I understand that the reason there are so few Irish immigrants now in New York is simply that the economy really picked up in Ireland, Dublin in particular, around the turn of the century, and there may well be real work for these people closer to home. I’m sure coming to America and trying to make it was quite an adventure, and some loved it enough to stay, but I’d also bet plenty of people thought, “fuck it, this isn’t home, and I really miss my family, as much as I claim to hate them.” In my early 30s, I thought of trying to move to Ireland or Scotland, not quite sure how this would have happened without any real prospects for tolerable work over there. But that was all before my father passed on, and the realization that I’d rather be able to see my mother a lot more before her time comes. Living on another continent and having that happen maybe once a year just doesn’t sit well with me.
So, I sit here in 2007, not just wondering where all the Irish went in New York, but also wondering where all the Irish went in me. I know it’s still there. I’m not going through those cultural revelations I went though upon first moving here, reading all the J.P. Donleavy novels I could find (most of them suck, same story told many times over), worshipping W.B. Yeats and all sorts of older Irish poetry and literature, fleshing out my Pogues collection, getting a much more in-depth take on celtic music, history and culture. That was a good time of learning, although I was probably laying on the “begorrah and fiddlesticks” bullshit a little too thick. What the hell, though. I still think The Quiet Man is a great fucking movie, and the Irish folks I've met who claim to hate it are taking their "Irishness" a little too seriously.
That brings to mind the Blarney Star, the old bar that used to be just north of the World Trade Center, but was wiped out not by the building collapses on 9/11, but by the months of area restrictions and total lack of foot traffic for a good year afterwards – along with so many other businesses around there. Like most good Irish pubs, the place had shitty food, hamburgers like hockey pucks, and the Guinness was nothing to write home about.
But downstairs, they had music every Friday night, and I mean solid, traditional Irish music played well by the best musicians in the world, most a few hours off a plane from Dublin. The place looked like a bingo hall in a church basement, probably couldn’t hold more than 200 people. At each show, there was this big blind Irish girl with that sort of Dylan Thomas mop of wirey red hair on her head, who would sit at the middle table and bob back and forth to the rhythms. This gentle hippie guy who promoted the shows would take admission and sell CDs during the intermissions – I probably bought at least a dozen CDs at various shows.

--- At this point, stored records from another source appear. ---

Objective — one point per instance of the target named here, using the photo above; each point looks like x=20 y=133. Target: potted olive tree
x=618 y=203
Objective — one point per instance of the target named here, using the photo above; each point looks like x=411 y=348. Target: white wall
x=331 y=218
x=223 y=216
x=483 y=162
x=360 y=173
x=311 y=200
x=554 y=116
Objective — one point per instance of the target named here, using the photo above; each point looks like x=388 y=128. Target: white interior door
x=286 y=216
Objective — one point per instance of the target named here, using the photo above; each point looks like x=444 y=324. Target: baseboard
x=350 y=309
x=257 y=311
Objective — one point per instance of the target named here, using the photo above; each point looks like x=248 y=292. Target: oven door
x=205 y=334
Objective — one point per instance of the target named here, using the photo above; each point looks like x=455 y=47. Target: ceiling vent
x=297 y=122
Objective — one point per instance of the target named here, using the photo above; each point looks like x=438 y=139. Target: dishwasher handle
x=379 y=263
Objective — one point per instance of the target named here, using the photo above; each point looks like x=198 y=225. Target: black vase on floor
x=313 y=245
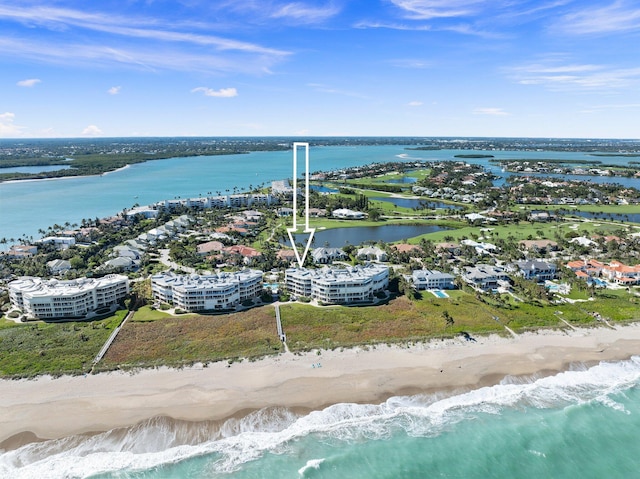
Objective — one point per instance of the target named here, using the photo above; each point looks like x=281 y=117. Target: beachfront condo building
x=333 y=285
x=209 y=292
x=53 y=299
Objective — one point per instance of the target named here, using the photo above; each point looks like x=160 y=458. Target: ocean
x=29 y=206
x=580 y=423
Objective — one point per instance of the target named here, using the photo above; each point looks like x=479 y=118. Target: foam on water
x=159 y=442
x=311 y=464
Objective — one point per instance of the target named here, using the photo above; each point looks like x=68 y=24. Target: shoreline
x=28 y=180
x=42 y=408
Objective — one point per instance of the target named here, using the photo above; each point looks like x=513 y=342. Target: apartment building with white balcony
x=338 y=285
x=207 y=292
x=73 y=299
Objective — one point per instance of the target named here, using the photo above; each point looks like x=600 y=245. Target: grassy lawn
x=617 y=209
x=308 y=327
x=155 y=338
x=7 y=323
x=145 y=314
x=53 y=348
x=179 y=340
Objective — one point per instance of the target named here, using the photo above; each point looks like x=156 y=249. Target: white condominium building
x=49 y=299
x=338 y=285
x=207 y=292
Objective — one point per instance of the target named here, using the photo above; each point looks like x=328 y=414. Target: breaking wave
x=234 y=442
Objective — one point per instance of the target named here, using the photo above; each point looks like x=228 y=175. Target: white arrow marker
x=294 y=229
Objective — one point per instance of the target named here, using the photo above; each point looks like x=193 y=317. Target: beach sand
x=51 y=408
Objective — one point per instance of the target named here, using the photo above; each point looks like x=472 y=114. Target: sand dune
x=57 y=407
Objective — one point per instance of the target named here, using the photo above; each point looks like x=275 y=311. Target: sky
x=505 y=68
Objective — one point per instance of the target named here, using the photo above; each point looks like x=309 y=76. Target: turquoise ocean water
x=583 y=423
x=27 y=206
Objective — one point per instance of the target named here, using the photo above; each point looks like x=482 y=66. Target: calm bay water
x=355 y=235
x=581 y=423
x=26 y=207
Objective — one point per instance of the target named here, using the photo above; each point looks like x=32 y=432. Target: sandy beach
x=52 y=408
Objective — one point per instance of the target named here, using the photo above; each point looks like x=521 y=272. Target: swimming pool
x=439 y=293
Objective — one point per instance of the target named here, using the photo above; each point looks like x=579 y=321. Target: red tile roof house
x=590 y=267
x=287 y=255
x=621 y=273
x=245 y=252
x=406 y=248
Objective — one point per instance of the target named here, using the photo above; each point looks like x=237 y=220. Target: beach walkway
x=109 y=341
x=281 y=335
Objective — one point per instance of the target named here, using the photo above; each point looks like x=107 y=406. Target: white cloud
x=222 y=93
x=618 y=17
x=145 y=42
x=427 y=9
x=410 y=63
x=29 y=82
x=147 y=58
x=490 y=112
x=7 y=128
x=576 y=77
x=319 y=87
x=304 y=13
x=92 y=130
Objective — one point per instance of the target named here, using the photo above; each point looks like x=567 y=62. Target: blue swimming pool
x=439 y=294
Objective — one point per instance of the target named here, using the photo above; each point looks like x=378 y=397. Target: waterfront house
x=58 y=266
x=204 y=249
x=345 y=213
x=327 y=255
x=371 y=253
x=485 y=276
x=432 y=279
x=623 y=274
x=536 y=269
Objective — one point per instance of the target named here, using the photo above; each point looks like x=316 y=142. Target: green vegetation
x=53 y=348
x=176 y=341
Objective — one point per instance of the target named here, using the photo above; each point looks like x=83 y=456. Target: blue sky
x=545 y=68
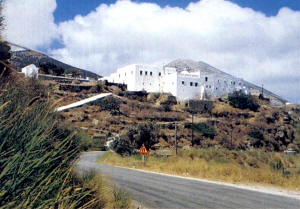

Dave from New Jersey would always get me going to these shows, on his suggestions that such-and-such a fiddler from County Claire was playing the Blarney Star next Friday, and it would be wise to be there.
And Dave was always right about Irish music – he really knew his shit, still does, I’m sure. The intensity of celtic music being played live by masters is something worth experiencing – unlike rock, it’s much more quiet, but also more intense and emotional. If there’s one thing I wish I still had from those days of Irish cultural immersion, it would be a place like the Blarney Star, with traditional Irish musicians doing their thing every Friday night. The crowd would be dead silent during a number and wildly appreciative once it ended. And I got the sense that if you went to see the same players in a small town hall over there, it would be much the same.
Now, I’m not quite sure if that sort of place even exists in New York, which seems a shame and borderline criminal given this town’s Irish roots. Or if it does, I’ve just drifted so far from that sense of knowing these things that I’m totally unaware of it. Who knows. But I can't help but think there's been some sort of silent mass exodus of Irish from New York over the past few years, and I guess it's only those of us living in the margins who knew them that recognize the space left behind.